The use case is following:
We are receiving bunch of documents that almost have the same structure, but from different providers. Document type is something like Receipts or Bank Statements.
There are 2 fields that need to be extracted: Reference Number and Amount.
At first I have defined 1 document type in taxonomy with those 2 fields, but using this and public endpoints ML models I didn’t get proper results, and I could not create different Regex expressions to get the values from the documents.
After that I’ve created multiple document types in my taxonomy (for each provider that we have) but with the same fields.
With this approach I can use Classification and use different Regex Expressions.
This is giving me better results overall, but it feels wrong to me, since the same can be made even without Document Understanding.
How should I approach this problem?
Should I create one Document type in Taxonomy and use ML model to try to extract the values or should I continue with the approach that is giving me latest some results.

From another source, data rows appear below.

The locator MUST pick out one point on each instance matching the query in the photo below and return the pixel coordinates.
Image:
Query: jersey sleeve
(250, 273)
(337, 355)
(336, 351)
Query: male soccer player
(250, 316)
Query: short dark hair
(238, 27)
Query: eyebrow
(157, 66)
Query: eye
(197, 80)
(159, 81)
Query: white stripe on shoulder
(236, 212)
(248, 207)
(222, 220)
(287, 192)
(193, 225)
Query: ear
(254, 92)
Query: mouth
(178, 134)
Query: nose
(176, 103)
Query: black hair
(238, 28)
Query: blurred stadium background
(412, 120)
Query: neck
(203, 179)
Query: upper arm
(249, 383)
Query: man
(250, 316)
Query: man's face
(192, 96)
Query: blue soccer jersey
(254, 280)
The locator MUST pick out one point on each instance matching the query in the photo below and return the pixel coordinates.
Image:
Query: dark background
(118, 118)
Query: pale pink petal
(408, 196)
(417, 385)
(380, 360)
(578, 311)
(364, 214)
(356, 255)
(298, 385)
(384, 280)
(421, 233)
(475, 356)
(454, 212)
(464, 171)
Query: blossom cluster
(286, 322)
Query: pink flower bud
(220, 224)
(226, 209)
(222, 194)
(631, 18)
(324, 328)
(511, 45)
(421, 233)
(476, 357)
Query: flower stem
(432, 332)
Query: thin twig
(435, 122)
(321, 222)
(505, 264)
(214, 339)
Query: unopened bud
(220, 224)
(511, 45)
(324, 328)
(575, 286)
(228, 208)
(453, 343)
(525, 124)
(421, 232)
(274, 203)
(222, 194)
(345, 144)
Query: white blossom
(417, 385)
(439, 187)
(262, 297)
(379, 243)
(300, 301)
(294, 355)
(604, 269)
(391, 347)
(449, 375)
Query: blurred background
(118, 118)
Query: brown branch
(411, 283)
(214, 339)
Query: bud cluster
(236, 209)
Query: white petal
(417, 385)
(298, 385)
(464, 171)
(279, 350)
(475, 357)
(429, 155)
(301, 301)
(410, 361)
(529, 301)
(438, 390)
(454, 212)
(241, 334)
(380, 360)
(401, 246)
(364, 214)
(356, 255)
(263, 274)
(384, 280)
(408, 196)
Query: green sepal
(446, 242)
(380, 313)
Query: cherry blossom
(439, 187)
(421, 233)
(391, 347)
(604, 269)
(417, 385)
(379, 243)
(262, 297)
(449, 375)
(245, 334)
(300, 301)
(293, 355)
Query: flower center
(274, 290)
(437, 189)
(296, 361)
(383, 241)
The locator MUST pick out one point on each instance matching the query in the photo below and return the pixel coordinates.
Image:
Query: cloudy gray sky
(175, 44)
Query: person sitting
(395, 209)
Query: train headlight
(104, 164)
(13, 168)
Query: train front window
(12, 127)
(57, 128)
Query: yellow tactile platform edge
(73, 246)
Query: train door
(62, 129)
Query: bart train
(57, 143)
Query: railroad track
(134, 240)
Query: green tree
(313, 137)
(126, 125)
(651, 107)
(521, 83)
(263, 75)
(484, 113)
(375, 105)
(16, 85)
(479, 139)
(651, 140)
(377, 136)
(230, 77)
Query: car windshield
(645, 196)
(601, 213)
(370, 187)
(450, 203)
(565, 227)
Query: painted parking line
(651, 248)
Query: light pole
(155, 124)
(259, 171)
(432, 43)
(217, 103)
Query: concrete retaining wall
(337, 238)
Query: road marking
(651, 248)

You can re-train the model with the documents using data labeling and running few files…that might give you better results and …if they are even little different you can use classification in data labeing as well so even using du you should be able to classify
It is generally a good idea to try to create a single document type in your taxonomy that can be used to extract the common fields (e.g., Reference Number and Amount) from all of the different types of documents you are processing.
This will allow you to use a single set of extraction rules, which can be more efficient and easier to maintain than having to maintain multiple sets of rules for each different document type.
Ultimately, the approach that works best will depend on the specific characteristics of your documents and the data you are trying to extract. It may be helpful to experiment with different approaches and see which one gives you the best results.